Recent character image animation methods based on diffusion models, such as Animate Anyone, have made significant progress in generating consistent and generalizable character animations. However, these approaches fail to produce reasonable associations between characters and their environments. To address this limitation, we introduce Animate Anyone 2, aiming to animate characters with environment affordance. Beyond extracting motion signals from source video, we additionally capture environmental representations as conditional inputs. The environment is formulated as the region with the exclusion of characters and our model generates characters to populate these regions while maintaining coherence with the environmental context. We propose a shape-agnostic mask strategy that more effectively characterizes the relationship between character and environment. Furthermore, to enhance the fidelity of object interactions, we leverage an object guider to extract features of interacting objects and employ spatial blending for feature injection. We also introduce a pose modulation strategy that enables the model to handle more diverse motion patterns. Experimental results demonstrate the superior performance of the proposed method.
We propose Animate Anyone 2, which differs from previous character image animation methods that solely utilize motion signals to animate characters. Our approach additionally extracts environmental representations from the driving video, thereby enabling character animation to exhibit environment affordance.
The framework of Animate Anyone 2. We capture environmental information from the source video. The environment is formulated as regions devoid of characters and incorporated as model input, enabling end-to-end learning of character-environment fusion. To preserve object interactions, we additionally inject features of objects interacting with the character. These object features are extracted by a lightweight object guider and merged into the denoising process via spatial blending. To handle more diverse motions, we propose a pose modulation approach to better represent the spatial relationships between body limbs.
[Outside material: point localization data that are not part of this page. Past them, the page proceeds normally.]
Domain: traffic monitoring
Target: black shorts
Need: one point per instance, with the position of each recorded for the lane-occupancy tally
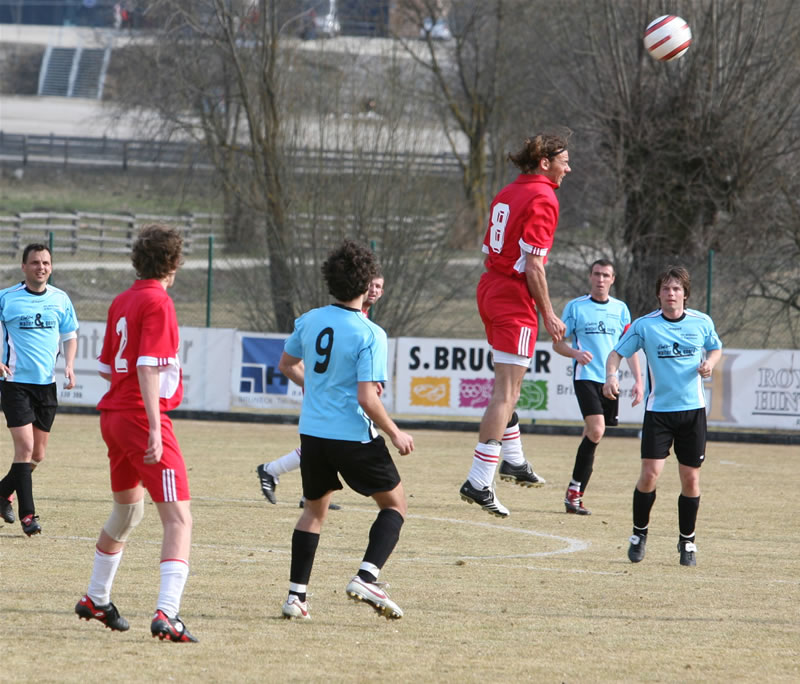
(24, 403)
(366, 467)
(594, 403)
(686, 429)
Animate Anyone 2 demonstrates remarkable capabilities in generating characters with contextually coherent environmental interactions, characterized by seamless character-scene integration and robust character-object interaction.
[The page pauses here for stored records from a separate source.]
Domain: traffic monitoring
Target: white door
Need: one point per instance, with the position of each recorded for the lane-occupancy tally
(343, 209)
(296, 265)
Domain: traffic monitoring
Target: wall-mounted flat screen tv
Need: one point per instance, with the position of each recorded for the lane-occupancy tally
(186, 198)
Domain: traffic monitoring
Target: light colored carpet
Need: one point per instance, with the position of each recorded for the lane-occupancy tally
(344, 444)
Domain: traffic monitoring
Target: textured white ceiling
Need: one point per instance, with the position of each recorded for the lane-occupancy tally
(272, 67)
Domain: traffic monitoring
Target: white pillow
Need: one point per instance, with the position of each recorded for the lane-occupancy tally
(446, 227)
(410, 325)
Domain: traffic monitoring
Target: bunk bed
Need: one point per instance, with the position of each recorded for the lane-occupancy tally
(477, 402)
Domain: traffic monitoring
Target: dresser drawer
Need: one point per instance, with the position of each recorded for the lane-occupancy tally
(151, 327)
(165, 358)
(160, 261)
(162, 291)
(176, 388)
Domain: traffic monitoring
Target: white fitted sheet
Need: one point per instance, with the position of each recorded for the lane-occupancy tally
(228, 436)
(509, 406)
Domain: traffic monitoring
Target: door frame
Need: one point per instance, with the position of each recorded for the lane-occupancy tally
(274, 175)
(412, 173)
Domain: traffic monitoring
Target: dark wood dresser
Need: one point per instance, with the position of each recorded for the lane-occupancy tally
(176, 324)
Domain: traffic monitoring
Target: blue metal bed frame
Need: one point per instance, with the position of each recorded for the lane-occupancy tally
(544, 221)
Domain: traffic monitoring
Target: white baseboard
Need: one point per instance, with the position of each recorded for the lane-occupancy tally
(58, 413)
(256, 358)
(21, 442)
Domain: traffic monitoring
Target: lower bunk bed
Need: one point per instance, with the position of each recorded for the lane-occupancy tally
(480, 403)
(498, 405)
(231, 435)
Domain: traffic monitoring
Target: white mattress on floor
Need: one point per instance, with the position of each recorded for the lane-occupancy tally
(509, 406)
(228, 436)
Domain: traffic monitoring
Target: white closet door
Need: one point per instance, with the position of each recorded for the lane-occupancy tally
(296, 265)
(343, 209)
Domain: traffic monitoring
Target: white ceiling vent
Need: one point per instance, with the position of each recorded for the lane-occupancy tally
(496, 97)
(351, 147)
Animate Anyone 2 demonstrates robust capability in handling diverse and intricate motions, while ensuring character consistency and maintaining plausible interactions with the environmental context.
Animate Anyone 2 is capable of generating interactions between characters, ensuring the plausibility of their movements and coherence with the surrounding environment.
Viggle is capable of swapping characters in a video based on a provided character image, which is similar to the application scenario of our method. We compare our results with the latest Viggle V3. The outputs of Viggle demonstrate a rough blending of the characters with the environment, lack natural motion, and fail to capture the interaction between characters and the surroundings. In contrast, the results of our method exhibit higher fidelity.
MIMO is the most relevant method to our task setting, which decomposes videos into human, background and occlusion based on depth and composing these elements to generate character video. Our approach demonstrates superior robustness and finer detail preservation.